We have all been told to avoid back injury by bending our knees when we lift, keeping the load close and avoiding twisting motions. These safety rules may be appropriate for simple, direct lifting of materials, but what about back care when you are working in awkward positions? Work tasks that require you to reach or stretch away from your body while handling materials can also put excessive strain on the vertebral discs and soft tissues in the back. An awkward position is a work posture that distorts the spine from its natural curves, puts unbalanced pressure on the discs, and can strain arm, leg or back tissues if held for any length of time.

What are some work situations that may put you in “awkward” positions?

  1. Jobs that require you to bend and reach into bins or containers to retrieve or place material.
  2. Overhead work, installing or servicing equipment, pulling wire, cleaning ceilings, etc.
  3. Floor or ground level jobs such as installing or servicing equipment, cleaning, etc.
  4. Work tasks in confined or small spaces where there is limited range of motion such as boilers, hatches, pipes, tanks, vaults, crawl spaces, etc.
  5. Jobs on ladders, work platforms or scaffolding where you may over-reach to adjust, clean, install or service.
  6. Pulling loads, instead of pushing them, when removing equipment or other materials.

Repetitive tasks that require twisting of the back such as loading or handling material 90o to 180o from the starting point

How can you avoid injury when working in awkward positions?

  • Raise bins and containers off the floor and/or tilt them to reduce bending and over-reaching.

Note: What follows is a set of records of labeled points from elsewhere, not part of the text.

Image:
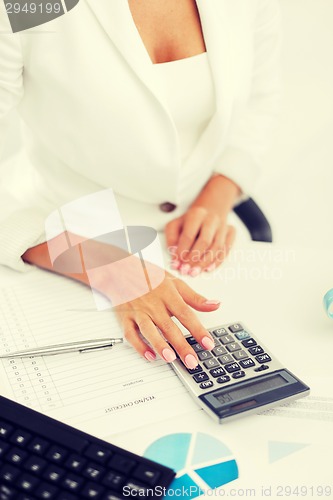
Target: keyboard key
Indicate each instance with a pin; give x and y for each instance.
(200, 377)
(204, 355)
(247, 363)
(5, 429)
(235, 328)
(97, 453)
(38, 446)
(114, 480)
(232, 367)
(27, 482)
(257, 349)
(123, 464)
(263, 358)
(20, 438)
(35, 465)
(92, 491)
(56, 454)
(211, 363)
(216, 372)
(93, 471)
(76, 462)
(146, 474)
(46, 491)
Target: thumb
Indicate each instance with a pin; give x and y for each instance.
(195, 300)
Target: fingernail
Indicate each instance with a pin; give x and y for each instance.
(195, 271)
(208, 343)
(190, 361)
(168, 355)
(210, 268)
(150, 356)
(184, 269)
(212, 302)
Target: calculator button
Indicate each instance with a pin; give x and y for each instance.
(235, 328)
(204, 355)
(197, 369)
(216, 372)
(263, 358)
(223, 379)
(233, 347)
(207, 384)
(211, 363)
(242, 335)
(227, 339)
(247, 363)
(218, 351)
(249, 343)
(219, 332)
(200, 377)
(191, 340)
(226, 358)
(257, 349)
(197, 347)
(232, 367)
(240, 355)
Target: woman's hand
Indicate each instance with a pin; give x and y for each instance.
(201, 238)
(148, 319)
(198, 240)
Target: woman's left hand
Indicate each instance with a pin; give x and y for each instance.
(198, 240)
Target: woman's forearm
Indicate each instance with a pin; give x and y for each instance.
(218, 195)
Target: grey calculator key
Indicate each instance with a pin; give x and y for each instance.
(247, 363)
(197, 347)
(219, 332)
(219, 350)
(227, 339)
(233, 347)
(226, 358)
(204, 355)
(211, 363)
(236, 327)
(240, 355)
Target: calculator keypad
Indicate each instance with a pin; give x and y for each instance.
(235, 355)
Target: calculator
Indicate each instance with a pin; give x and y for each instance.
(239, 376)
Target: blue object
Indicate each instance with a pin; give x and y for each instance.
(328, 303)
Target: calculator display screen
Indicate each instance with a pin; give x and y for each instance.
(251, 390)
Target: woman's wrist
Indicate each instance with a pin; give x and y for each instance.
(218, 195)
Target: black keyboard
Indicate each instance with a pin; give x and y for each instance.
(41, 458)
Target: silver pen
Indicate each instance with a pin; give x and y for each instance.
(50, 350)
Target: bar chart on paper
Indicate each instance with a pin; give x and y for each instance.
(201, 461)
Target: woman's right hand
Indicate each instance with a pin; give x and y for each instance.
(147, 321)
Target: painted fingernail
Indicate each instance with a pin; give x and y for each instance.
(184, 269)
(212, 302)
(190, 361)
(208, 343)
(195, 271)
(168, 355)
(150, 356)
(210, 268)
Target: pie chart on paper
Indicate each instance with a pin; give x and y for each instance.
(201, 461)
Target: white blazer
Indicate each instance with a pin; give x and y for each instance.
(95, 116)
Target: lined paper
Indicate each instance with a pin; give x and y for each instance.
(100, 392)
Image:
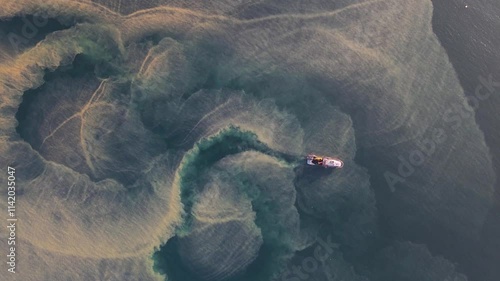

  • When working overhead, stand on a steady and adjustable platform. Keep your back posture in its natural curve to avoid uneven spinal loading.

  • If working on the floor, avoid bending over to work. Squat down using your leg muscles and wear cushioned knee pads if you have to kneel at work.

  • In confined spaces, plan your work, and reduce clutter in the area which confines you further and increases the need to twist or overreach. Also arrange for adequate illumination.

  • Don’t hold an awkward position for too long. Pause often to stretch and straighten out.

  • When leaning forward to work, support the weight of your upper body on your free hand and arm, whenever possible. This greatly relieves pressure on your lower back.

  • Position yourself as close as possible to the job, avoid overreaching and/or use tools with longer handles when working on ladders or scaffolding.

  • Never lift heavy loads that are far from your body’s center of gravity. Get help in such cases.

  • Position your work below the shoulder and above the knees to minimize over-reaching.

  • Push, rather than pull, loads to help maintain the spine’s natural curve.

  • Remember that a back support belt may remind you to lift correctly, but it will not protect your spine if you overreach or twist with a load.

  • What specific awkward positions do you face in your work?

  • How can you “work smarter instead of harder” to prevent injuries?